Don't return that duct tape just yet

It is my monument of shame.

Sitting in my study is an unopened box, roughly 18 inches on a side. Inside is a generous supply of plastic sheeting and duct tape, the fulfillment of a recent online order to Home Depot. Sometime between the placement of the order and its arrival, sanity crept in.

As we all now know, duct tape and plastic don't have much to do with surviving a terrorist attack. And yet, in lemming-like fashion, Washingtonians and New Yorkers have managed to accumulate a gargantuan supply of the stuff. Putting aside the obviously important question of how we should really prepare for attacks, we now confront an even bigger question. While our leaders struggle with the elusive aim of beating our swords into plowshares, we face the more immediate challenge of beating our personal mountains of silver tape into - what?

Amazon.com has a list of suggested reading. In "Ductigami: The Art of Tape," author Joe Wilson offers 14 projects for making cool and useful stuff out of you-know-what. Online reviewers seem to have a special fondness for the waterproof duct-tape wallet. I am more intrigued with the "flak-proof" barbecue apron. Those hankering for a gun-metal gray baseball cap or TV chair caddy will find their desires met as well.

A team of writers compiled "The Jumbo Duct Tape Book," whose lone reviewer commends the book's "fatness" and calls it the product of a "lifetime obsession." The book proceeds from this core maxim: "If it ain't stuck, and it's supposed to be, duct tape it." Less practical and more zany than Ductigami, this attempt at a duct-tape coffee-table book could be the must-have Father's Day gift for 2003.

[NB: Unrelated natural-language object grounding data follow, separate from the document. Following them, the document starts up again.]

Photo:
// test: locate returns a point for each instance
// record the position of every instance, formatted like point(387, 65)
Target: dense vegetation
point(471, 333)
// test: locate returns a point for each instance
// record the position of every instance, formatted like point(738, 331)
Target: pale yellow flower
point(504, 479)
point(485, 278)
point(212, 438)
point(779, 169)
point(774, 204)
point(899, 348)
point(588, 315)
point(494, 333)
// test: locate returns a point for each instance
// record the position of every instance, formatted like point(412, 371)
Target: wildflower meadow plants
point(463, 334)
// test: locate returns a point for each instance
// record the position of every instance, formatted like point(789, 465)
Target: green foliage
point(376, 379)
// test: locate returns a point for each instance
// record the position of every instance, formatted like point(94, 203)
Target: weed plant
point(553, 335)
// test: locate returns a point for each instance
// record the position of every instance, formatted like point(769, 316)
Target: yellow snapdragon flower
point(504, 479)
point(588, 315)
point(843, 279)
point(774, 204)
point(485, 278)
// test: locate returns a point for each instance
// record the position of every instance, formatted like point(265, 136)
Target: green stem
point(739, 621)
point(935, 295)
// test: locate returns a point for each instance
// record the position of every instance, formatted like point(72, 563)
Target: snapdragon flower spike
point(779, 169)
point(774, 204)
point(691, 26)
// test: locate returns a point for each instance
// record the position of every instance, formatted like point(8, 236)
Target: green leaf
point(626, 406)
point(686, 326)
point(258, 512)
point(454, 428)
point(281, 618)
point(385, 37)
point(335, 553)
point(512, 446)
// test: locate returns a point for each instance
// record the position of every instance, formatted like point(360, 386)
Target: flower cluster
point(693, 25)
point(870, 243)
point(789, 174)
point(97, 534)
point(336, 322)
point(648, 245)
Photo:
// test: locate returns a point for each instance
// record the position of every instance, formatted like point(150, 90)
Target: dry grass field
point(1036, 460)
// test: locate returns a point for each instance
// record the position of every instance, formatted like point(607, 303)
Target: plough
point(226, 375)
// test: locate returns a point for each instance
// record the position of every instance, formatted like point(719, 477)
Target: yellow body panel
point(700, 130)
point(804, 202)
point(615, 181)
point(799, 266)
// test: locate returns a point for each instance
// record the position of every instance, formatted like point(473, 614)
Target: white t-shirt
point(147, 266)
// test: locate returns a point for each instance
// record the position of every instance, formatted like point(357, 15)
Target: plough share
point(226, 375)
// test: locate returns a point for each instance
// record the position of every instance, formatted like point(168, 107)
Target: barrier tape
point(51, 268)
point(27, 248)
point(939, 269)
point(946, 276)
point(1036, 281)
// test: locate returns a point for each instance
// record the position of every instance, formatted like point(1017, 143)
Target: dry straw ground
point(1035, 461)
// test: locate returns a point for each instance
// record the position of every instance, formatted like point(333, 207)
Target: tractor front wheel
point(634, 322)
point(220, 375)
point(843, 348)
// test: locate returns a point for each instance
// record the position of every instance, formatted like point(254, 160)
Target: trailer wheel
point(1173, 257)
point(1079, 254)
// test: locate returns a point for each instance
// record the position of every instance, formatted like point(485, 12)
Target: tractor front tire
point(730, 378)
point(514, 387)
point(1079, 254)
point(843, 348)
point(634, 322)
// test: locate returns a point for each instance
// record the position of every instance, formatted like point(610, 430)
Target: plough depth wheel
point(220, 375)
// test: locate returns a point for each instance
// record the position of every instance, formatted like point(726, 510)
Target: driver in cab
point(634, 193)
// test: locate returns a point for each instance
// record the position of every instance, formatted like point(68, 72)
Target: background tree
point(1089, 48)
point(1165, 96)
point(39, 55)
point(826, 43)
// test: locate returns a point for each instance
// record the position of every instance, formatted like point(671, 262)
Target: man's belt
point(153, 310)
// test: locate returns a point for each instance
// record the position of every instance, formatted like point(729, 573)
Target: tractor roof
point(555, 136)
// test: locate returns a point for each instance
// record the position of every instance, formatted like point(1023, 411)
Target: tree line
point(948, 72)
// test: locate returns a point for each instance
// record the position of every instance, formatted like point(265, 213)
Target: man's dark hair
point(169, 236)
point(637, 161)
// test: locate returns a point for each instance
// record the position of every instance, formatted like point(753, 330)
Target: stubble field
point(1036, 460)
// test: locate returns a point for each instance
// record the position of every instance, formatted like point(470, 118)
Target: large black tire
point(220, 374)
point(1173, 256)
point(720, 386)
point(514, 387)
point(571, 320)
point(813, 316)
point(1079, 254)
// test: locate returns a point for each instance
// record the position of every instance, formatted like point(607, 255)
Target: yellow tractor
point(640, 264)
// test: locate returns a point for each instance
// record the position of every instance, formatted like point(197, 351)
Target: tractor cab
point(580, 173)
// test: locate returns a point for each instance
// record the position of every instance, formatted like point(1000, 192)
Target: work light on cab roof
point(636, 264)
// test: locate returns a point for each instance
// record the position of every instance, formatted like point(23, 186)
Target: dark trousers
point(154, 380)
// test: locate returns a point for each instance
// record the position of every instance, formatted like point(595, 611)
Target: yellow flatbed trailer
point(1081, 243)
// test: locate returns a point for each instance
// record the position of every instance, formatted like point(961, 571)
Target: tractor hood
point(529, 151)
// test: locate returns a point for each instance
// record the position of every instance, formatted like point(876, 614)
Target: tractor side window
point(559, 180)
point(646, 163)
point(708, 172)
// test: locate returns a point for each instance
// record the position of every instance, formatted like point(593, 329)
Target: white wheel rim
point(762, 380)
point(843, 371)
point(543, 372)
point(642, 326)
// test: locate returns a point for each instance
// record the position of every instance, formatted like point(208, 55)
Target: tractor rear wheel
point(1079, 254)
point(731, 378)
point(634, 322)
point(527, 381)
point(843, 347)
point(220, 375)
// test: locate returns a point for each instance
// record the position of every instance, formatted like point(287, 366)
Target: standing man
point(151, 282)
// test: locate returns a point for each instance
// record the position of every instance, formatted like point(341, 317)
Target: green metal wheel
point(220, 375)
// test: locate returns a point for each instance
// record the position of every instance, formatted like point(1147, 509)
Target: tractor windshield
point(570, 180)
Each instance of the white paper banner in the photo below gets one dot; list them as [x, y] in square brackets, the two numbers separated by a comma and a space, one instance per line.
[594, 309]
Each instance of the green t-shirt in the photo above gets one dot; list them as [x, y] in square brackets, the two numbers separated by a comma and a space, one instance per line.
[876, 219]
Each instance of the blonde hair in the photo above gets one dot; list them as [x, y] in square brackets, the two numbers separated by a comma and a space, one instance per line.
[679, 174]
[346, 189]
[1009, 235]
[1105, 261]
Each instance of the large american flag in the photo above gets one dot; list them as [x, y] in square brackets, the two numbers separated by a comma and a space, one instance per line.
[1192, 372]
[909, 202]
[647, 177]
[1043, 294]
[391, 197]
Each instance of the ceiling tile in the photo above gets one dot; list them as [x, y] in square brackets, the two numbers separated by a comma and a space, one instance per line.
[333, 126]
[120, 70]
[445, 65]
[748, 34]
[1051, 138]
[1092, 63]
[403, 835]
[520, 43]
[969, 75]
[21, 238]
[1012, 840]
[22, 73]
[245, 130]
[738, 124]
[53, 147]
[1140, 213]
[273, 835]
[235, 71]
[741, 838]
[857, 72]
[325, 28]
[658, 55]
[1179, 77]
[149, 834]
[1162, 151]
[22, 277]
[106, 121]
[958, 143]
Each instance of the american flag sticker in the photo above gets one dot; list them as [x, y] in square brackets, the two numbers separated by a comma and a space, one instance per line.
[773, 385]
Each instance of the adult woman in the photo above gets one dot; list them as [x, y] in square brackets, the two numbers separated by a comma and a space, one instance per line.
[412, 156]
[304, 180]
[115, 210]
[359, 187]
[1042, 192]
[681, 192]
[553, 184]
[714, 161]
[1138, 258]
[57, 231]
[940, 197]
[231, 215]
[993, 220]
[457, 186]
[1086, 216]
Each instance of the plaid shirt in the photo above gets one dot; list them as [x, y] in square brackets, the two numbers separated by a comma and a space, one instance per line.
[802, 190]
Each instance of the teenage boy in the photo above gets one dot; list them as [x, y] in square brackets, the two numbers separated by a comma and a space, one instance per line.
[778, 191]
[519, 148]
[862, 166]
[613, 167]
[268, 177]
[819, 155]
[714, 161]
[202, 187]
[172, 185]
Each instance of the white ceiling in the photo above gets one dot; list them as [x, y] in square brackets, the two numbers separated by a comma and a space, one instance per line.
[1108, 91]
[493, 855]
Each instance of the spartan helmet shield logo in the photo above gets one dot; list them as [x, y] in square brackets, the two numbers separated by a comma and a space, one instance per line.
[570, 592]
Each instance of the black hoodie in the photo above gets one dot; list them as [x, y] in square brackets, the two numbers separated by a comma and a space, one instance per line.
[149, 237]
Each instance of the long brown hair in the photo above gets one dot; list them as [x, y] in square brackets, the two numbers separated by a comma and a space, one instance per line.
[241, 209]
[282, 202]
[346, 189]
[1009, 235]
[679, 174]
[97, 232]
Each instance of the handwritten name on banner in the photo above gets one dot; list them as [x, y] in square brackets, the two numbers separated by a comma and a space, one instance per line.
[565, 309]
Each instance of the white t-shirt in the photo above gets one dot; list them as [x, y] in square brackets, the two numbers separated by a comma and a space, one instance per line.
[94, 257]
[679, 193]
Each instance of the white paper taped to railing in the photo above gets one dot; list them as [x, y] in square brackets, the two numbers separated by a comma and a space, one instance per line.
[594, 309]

These same authors have another tome: "Duct Shui: A New Tape on an Ancient Philosophy," bringing a much-needed Eastern sensibility to the art of the tape. Here one learns how to attract wealth, achieve order and control in the workplace and at home, and generally keep your yin and yang nicely bound together.

An aspiring Martha Stewart for sure, teenager Ellie Schiedermayer's "Got Tape?: Roll Out the Fun with Duct Tape," showcases 25 projects to bring a certain domesticity to a party, complete with plans for belts, picture frames, bracelets, and purses.

So no excuses. If you can't return it, make something. Or do what I've done: Leave your cache unopened and in plain sight, a reminder of madness, or, like the monolith in "2001: A Space Odyssey," an exhortation to some higher evolutionary state. As far as the plastic sheeting goes, you're on your own.

Mark Rovner is a communications consultant to nonprofits and charities in Washington, D.C.